Janettewhitelaw profile image
Janettewhitelaw in reply toBlueboy500

Hi I took uviytus over a yr ago inflammation of the eyes I was on 60 mg presiterone a day for this I took pain in eyes and headaches I was in hospital one week I later found out it was side affect to tablet change. It to hydrocortisone I also took imune system problems was on the steroids for over a yr have just finished taking steroids it started six a day then slowly reduced to 30 mg then I took another flare up put them back up to 30 mg I’d been down to 5 mg a day thought I’d be on short term I’d just had cataraqh surgery as well on one eye but it was oppososit eye took inflammation in they said nothing to do with cataraque op but got second eye done eight weeks ago while still n steroids and had same symptoms was given steroids a week ago for chest infection six a day for five days to day I woke with eye pain and headache must be side affect for me from predisamone phoned chemist they said finish course two days left and tell *gpp I’ve not to get these tablets again I put on three stone in weight with them and felt unwell all time anxiety through the roof and self harm thoughts as I’ve got mental health problems they gave me physiatrist nurse home visits the steroids affect your moods it was a hellish yr the cataract op worked can see more clearly but the side affects were worse no pain at all after first eye they said should be no pain with second but there was it was still worth getting eyes done but don’t like steroids sorry about spelling I also got confused with steroids my memory affected to soMetimes you don’t know what’s for the best when steroids give more problem than you started out with.

Blueboy500 profile image
Blueboy500 in reply toJanettewhitelaw

Thanks Janette, you're right, steroids can cause more probs, that's why I'm keen to reduce them, but guess there is a balance between controlling my AIH and the desire to cut out steroids.

Oldbits profile image
Oldbits

Hi blueboy500, Katie has given you a great answer. There is only one thing I can add. My hubbie also has AIH and is nolonger on Prednisolone as it seems to be in remission and his consultant doesn't seem overly worried. But he did get steroid cataracts in both eyes. They form very quickly unlike usual cataracts. He was 56 years old and never thought he'd get them.

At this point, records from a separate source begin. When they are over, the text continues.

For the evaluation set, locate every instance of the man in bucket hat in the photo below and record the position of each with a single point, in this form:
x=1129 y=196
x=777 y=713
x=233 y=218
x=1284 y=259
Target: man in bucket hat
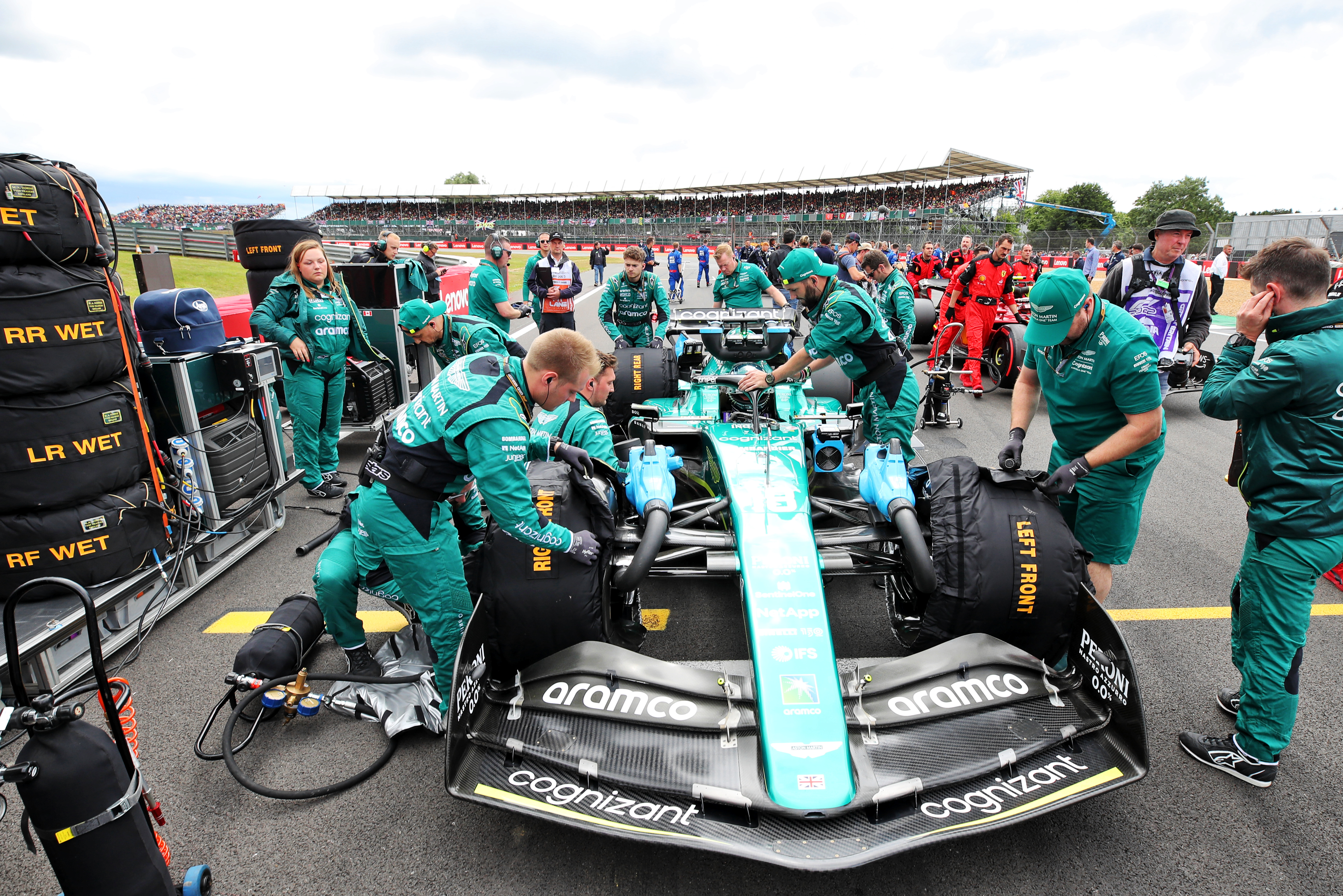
x=1164 y=292
x=1096 y=368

So I would suggest that keeping an eye (excuse pun) on your eyes with regular check ups might be helpful.

Blueboy500 profile image
Blueboy500 in reply toOldbits

Hi

Thanks for this, I wear glasses but not had them tested for about 18 months so will def get them checked. Good your hubbie in remission, I had a very bad flare that caused more damage & so the consultant has said I need to stay on medication… I hope this may just be the immuno suppressant.

Thanks again for advice

JumpJiving profile image
JumpJiving

@BlueBoy - The longer you are on prednisolone at or above the physiological equivalent daily dose (the range has recently been reduced to 3-5mg/day in NICE guidelines) the greater the chances of steroid-induced adrenal insufficiency developing (technically known as tertiary adrenal insufficiency, but often referred to as secondary). Adrenal insufficiency is not a fun thing to have (I have it as a result of using a steroid-based asthma inhaler), but it's a balancing act - steroids can make a massive difference to other conditions, so the risk of adrenal insufficiency may be a risk worth taking. Ideally, GPs would monitor anybody on long-term steroids for this and other conditions, but this doesn't routinely happen.

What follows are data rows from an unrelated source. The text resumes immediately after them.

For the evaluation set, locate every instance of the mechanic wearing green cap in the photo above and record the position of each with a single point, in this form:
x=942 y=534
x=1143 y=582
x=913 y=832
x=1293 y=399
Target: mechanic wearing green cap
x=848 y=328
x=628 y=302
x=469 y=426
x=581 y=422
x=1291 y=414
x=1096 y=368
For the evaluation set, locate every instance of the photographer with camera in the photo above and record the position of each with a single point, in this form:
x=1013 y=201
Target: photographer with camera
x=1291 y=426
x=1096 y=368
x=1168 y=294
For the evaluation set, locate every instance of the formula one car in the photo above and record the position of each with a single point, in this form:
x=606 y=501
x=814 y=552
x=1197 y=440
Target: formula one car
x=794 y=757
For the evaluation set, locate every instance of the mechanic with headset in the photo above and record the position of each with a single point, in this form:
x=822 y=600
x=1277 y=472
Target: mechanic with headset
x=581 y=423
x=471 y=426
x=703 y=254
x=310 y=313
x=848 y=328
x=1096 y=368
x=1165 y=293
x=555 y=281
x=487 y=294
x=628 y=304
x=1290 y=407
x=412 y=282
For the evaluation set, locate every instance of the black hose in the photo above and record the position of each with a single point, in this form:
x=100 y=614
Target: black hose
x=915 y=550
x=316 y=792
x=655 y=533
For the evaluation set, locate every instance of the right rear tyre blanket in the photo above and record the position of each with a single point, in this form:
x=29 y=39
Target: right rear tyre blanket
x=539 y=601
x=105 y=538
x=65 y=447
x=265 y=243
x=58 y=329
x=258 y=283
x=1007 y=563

There are other effects from long-term steroid use, including osteoporosis, cardiovascular issues, stomach lining issues etc. Improving diet to reduce LDL cholesterol, improving diet to increase calcium intake (or supplementing calcium and D3), doing weight-bearing exercise, and taking a -prazole can all help.

Blueboy500 profile image
Blueboy500 in reply toJumpJiving

Hi

Thanks for your reply. I understand your points & you’re right re steroids, this is what concerns me. I’ve already got stomach lining issues ( an endoscopy showed this) so as well as the Omeprazole I take Famotidine for a month every few months. Thankfully my bone scan was normal. I will speak to my consultant re getting the dose down. Thanks again for your thoughts.